If you live in a state that has cold winters, chances are that even if you have an indoor arena you are taking a break on those dreaded frigid dead-of-winter weeks or months. But when things begin to thaw and your horse begins to shed like crazy, it’s time to get back to it! If your horse has had more than three weeks off, he will need to be worked back into a routine strategically in order to help reduce the risk of over-stressing or injuring him in the process.
As eager as you are to get back to jumping, reining or piaff-ing, it’s best to start slow. Think of how you feel the first day back to the gym after a long break. Now picture yourself about 10x the size that you are now, in the gym, out of shape. It’s exhausting just thinking about it! Your horse might have built up energy and seem to be ready to get right to it, but it’s best to work him up slowly to help avoid an injury that could set you back even further.

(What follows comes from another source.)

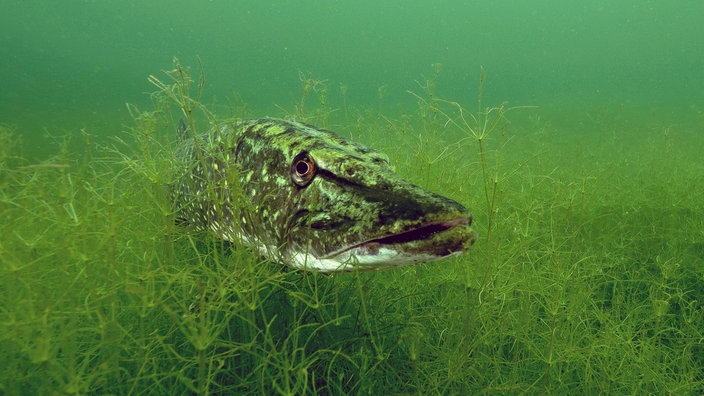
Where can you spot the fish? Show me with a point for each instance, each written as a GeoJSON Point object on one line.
{"type": "Point", "coordinates": [309, 198]}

Plan on a six to eight week conditioning schedule depending on how much time your horse has had off. Start with low impact hacking for about 15 minutes, working only at the walk. You could also utilize a hot walker if you have one available or hand-walk if you would like. Unless your horse is very obedient on the lunge line, it’s not a recommended way to get him into shape just in case he is extra excitable. Bolting away and galloping in a small circle on the lunge could result in injury to him or even you.
5-7 days after you begin your walking routine add in 5 minutes of trot work each day. After two weeks of solid walk-trot work you can gradually introduce the canter, again working up slowly from 5 minutes just as you did the trot. After thirty days of flat work you can begin to add more strenuous activity to your conditioning program like jumping or speed work (barrels) but work up slowly. Figure in another month to get your horse back to where he was before he took the break. Begin with jumping a single, low fence both directions for the first week, then add in a line and work your way back to a full course. Once you are jumping a course at a smaller height, gradually increase the size of your fences and the complexity of the course.
If you are worried that you or your horse might get bored working on the flat, remember that flatwork is the foundation for your riding no matter what discipline you ride. It’s a good time for you to work on yourself as well, starting you out on the right foot (or hoof) for the season. Work on your position or ride with no stirrups. When your horse is feeling more fit, do some lateral work and get him really listening to your aids so he’s sharp when the time comes to compete.